Royal Caribbean’s newest ship, Odyssey of the Seas is also set to run a mini-season from Europe, including two sailings out of Southampton. The company is currently on track to receive the first Quantum Ultra-class ship from the shipyard in March 2021. It will then sail out of Barcelona and Southampton before beginning its summer season in Rome, then sail to the US in November.
Saga has its first purpose-built ships Spirit of Discovery and Spirit of Adventure, which arrived in the UK in October, operating out of Dover and Southampton. The ships have transformed the sector’s offering; these boutique vessels allow the line to pair its famously smooth on board (and pick-up) service with luxurious hardware. Meanwhile, Fred Olsen, one of the sector’s major players, has two new ships on the way: Bolette and Borealis, which previously sailed for Holland America Line. The former has 34 cruises scheduled next year, the first from Southampton, taking in Scotland, on March 5, while the latter has 37, beginning April 23 from Liverpool, also heading to Scotland.

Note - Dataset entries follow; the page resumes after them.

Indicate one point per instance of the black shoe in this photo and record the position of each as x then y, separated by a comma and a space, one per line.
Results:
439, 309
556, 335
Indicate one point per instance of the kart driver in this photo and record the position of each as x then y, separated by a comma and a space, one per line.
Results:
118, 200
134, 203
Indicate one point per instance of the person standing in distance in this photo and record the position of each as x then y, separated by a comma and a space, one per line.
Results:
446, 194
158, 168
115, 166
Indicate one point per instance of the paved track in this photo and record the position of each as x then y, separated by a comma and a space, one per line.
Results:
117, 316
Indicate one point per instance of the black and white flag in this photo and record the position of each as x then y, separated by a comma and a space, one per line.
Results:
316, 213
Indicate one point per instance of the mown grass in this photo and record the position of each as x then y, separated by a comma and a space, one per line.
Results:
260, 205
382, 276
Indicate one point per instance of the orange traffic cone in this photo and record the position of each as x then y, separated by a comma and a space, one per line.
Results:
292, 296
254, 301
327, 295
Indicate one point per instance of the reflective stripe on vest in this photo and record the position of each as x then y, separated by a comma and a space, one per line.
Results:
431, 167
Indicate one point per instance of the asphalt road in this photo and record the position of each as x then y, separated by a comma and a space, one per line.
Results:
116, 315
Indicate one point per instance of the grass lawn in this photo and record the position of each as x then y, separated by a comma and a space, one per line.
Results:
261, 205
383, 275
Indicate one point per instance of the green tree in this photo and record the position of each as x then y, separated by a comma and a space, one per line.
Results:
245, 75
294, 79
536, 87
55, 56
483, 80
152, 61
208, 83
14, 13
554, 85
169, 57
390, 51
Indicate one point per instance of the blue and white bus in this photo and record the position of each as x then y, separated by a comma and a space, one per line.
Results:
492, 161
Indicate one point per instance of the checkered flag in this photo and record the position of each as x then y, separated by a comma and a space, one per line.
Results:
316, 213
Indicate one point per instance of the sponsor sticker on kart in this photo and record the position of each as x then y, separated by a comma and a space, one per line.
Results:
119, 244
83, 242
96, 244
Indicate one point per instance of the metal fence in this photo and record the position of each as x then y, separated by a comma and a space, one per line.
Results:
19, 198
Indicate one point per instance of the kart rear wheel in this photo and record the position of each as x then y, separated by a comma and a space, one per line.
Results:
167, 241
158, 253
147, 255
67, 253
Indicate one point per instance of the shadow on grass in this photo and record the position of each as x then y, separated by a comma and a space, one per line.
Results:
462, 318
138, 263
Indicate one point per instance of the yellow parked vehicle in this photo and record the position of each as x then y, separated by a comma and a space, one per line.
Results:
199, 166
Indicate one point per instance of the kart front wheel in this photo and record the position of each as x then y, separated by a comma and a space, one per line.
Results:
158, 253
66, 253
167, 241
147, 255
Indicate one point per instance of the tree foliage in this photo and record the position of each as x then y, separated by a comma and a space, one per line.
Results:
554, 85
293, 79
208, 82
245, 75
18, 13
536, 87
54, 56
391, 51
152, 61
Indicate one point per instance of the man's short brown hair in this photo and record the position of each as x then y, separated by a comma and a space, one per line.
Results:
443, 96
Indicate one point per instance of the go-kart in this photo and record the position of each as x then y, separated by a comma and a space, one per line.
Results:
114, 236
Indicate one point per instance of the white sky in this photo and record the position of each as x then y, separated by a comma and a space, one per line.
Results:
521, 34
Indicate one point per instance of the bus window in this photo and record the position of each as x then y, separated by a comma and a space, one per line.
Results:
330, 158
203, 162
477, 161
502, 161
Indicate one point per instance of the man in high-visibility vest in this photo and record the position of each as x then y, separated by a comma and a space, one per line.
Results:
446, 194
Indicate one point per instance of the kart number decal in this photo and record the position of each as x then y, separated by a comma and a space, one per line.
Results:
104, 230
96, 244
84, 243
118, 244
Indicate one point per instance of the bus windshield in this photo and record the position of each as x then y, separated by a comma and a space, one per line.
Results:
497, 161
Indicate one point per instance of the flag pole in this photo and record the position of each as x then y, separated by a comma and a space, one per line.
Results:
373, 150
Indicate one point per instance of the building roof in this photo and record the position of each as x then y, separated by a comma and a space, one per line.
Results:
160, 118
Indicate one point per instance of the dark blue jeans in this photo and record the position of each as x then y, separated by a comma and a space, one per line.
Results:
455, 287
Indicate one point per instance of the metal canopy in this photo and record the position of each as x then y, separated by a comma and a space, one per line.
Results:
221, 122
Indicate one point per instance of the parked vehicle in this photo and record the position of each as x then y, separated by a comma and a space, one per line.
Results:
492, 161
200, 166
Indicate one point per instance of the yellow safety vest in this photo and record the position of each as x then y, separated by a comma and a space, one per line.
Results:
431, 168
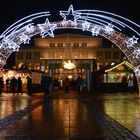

The line has sailings from Dover, Southampton, Portsmouth, Liverpool, Newcastle in England and Rosyth (Edinburgh) in Scotland, making it now one of the only lines to utilise ‘regional’ departure ports. It’s a gap left behind by CMV’s demise – with the line having sailed out of the likes of Hull, Belfast and Bristol, among others. However, where there are fewer choices from regional ports, cruise lines are increasingly sailing from the UK. Next year, Hurtigruten has no-fly cruises offering guests the choice of five expedition itineraries with numerous departures from Dover exploring locations around the British Isles, Norway and, for the first time, Southern Scandinavia.
As Jane Archer notes in this month’s How to Sell, experts are predicting that, as the world gets back to normal post-Covid, more people will be looking to set sail from the UK than ever before. It’s easy to see why.